On Wed, Mar 17, 2021 at 3:23 PM Nicholas Piggin <npiggin@gmail.com> wrote:
>
> Might take some time to get a system and run tests. We actually had
> difficulty recreating it before this patch too, so it's kind of
> hard to say _that_ was the exact case that previously ran badly and
> is now fixed. We thought just the statistical nature of collisions
> and page / lock contention made things occasionally line up and
> tank.

Yeah, it probably depends a lot on the exact page allocation patterns
and just bad luck.  Plus the actual spinlocks will end up with false
sharing anyway, so you might need to have both contention on multiple
pages on the same hash queue _and_ perhaps some action on other pages
that just hash close-by so that they make the cache coherency protocol
have to work harder..

And then 99% of the time it all just works out fine, because we only
need to look at the hashed spinlocks when we have any contention on
the page lock in the first place, and that generally should be
something we should avoid for other reasons.
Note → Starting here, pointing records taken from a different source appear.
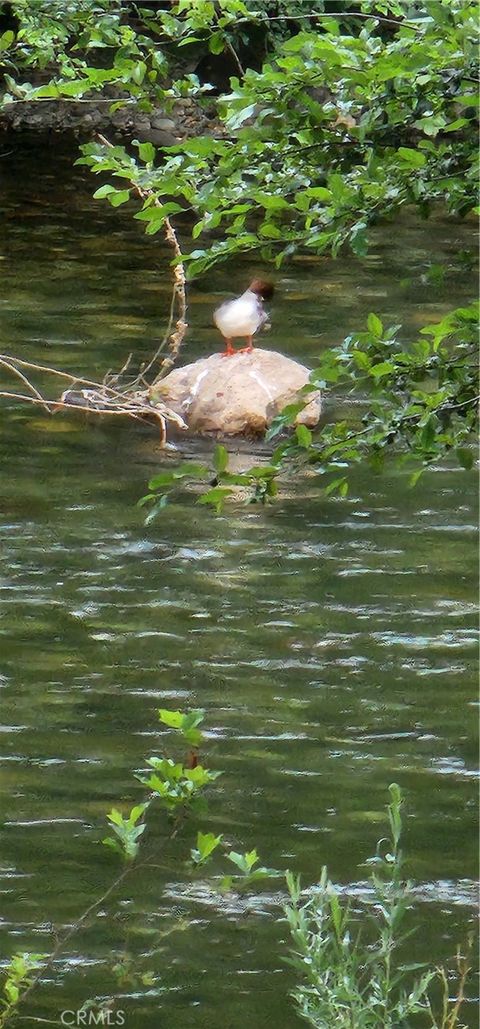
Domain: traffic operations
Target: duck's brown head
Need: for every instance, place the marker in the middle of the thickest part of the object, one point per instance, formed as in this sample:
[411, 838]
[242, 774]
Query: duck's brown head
[262, 288]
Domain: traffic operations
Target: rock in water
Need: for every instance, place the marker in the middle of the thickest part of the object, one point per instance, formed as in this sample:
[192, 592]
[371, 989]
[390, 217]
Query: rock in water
[236, 395]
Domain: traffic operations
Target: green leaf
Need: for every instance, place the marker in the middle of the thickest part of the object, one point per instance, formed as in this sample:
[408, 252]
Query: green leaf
[384, 368]
[304, 435]
[103, 191]
[465, 457]
[220, 459]
[118, 197]
[375, 326]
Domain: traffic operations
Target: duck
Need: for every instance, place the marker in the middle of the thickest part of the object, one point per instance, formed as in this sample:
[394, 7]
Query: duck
[243, 316]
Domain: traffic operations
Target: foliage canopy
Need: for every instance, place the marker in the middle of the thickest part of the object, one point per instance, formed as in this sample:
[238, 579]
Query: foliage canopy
[334, 119]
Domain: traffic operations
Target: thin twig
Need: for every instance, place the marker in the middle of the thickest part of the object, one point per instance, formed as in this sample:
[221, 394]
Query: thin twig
[176, 338]
[16, 371]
But it is perhaps also a sign that while 256 entries is "ridiculously
small", it might be the case that it's not necessarily much of a real
problem in the end, and I get the feeling that growing it by several
orders of magnitude is overkill.

In fact, the problems we have had with the page wait queue have often
been because we did too much page locking in the first place.
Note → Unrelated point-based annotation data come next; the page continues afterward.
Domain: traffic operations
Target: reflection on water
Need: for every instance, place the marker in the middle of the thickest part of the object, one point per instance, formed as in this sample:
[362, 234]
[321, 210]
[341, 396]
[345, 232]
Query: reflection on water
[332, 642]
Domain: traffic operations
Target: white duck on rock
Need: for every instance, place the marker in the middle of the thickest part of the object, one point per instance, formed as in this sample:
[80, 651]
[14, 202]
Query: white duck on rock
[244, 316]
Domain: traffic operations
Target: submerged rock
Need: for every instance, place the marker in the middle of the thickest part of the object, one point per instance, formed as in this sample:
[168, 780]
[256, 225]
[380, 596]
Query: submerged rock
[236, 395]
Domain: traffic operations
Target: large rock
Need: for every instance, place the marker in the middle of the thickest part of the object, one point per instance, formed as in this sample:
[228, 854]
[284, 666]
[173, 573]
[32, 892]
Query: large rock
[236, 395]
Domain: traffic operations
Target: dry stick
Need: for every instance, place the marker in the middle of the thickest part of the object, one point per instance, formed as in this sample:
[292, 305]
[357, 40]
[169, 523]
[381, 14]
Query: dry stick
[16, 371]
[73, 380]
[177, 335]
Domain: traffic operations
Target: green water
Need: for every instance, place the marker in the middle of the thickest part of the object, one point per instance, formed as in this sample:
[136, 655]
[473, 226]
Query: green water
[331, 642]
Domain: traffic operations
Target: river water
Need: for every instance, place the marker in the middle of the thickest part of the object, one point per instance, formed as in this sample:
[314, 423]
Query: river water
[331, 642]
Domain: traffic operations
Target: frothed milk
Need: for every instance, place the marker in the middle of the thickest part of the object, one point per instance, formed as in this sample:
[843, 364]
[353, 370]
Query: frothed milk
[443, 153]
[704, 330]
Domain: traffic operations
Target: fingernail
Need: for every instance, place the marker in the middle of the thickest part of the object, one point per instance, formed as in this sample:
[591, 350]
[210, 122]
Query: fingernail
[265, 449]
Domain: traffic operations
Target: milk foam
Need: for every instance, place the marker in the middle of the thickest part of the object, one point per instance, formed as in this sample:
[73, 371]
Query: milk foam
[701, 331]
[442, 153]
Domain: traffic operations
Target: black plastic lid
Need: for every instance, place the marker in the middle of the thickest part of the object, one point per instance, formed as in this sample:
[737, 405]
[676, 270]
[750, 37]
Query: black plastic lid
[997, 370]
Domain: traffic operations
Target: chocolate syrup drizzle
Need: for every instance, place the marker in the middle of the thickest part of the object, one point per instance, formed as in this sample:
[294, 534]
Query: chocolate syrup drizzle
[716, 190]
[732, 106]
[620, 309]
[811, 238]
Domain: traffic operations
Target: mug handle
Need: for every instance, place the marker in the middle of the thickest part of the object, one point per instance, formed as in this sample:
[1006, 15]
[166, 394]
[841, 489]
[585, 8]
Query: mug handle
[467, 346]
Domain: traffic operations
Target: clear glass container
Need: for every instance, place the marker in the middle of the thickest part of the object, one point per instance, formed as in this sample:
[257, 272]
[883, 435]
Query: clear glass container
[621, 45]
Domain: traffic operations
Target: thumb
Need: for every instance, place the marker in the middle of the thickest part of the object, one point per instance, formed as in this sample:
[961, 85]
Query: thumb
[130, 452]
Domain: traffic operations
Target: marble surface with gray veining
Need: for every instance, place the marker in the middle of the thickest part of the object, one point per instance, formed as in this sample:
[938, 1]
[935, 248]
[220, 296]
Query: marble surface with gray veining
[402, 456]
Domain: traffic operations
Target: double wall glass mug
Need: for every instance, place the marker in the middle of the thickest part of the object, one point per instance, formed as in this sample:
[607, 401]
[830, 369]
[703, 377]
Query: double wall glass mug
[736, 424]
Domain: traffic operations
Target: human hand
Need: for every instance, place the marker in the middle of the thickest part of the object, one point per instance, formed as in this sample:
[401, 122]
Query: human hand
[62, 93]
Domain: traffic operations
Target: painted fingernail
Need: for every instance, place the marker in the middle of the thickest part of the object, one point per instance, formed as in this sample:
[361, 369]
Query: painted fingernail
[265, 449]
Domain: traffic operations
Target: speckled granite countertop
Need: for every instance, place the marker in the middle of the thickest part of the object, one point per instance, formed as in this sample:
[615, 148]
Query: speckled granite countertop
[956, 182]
I actually have a couple of patches in my "still thinking about it
tree" (that have been there for six months by now, so maybe not
thinking too _actively_ about it) which remove some overly stupid page
locking.

For example, look at "do_shared_fault()". Currently __do_fault()
always locks the result page. Then if you have a page_mkwrite()
function, we immediately unlock it again. And then we lock it again in
do_page_mkwrite().

Does that particular case matter? I really have no idea. But we
basically lock it twice for what looks like absolutely zero reason
other than calling conventions.

Bah. I'll just attach my three "not very actively thinking about it"
patches here in case anybody else wants to not actively think about
them.

I've actually been running these on my own machine since October,
since the kernel I actually boot on my main desktop always includes my
"thinking about it" patches.

The two first patches should fix the double lock thing I mentioned.
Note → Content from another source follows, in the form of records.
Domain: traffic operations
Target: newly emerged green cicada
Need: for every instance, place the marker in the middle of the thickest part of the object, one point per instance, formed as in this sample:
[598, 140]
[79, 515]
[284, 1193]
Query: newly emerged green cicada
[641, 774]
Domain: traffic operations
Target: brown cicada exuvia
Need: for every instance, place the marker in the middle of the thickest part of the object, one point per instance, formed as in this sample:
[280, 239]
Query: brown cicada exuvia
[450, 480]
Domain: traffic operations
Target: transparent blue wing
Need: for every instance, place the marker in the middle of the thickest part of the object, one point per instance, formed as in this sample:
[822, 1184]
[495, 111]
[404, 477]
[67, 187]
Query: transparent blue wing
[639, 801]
The third patch should be a no-op right now, but the thinking is
outlined in the commit message: why do we even lock pages in
filemap_fault? I'm not actually convinced we need to. I think we could
return an unputodate page unlocked, and instead do the checking at pte
install time (I had some discussions with Kirill about instead doing
it at pte install time, and depending entirely on memory ordering
constraints wrt page truncation that *does* take the page lock, and
then does various other checks - including the page mapcount and
taking the ptl lock - under that lock).

Anyway, I don't mind the "make the hash table larger" regardless of
this, but I do want it to be documented a bit more.

               Linus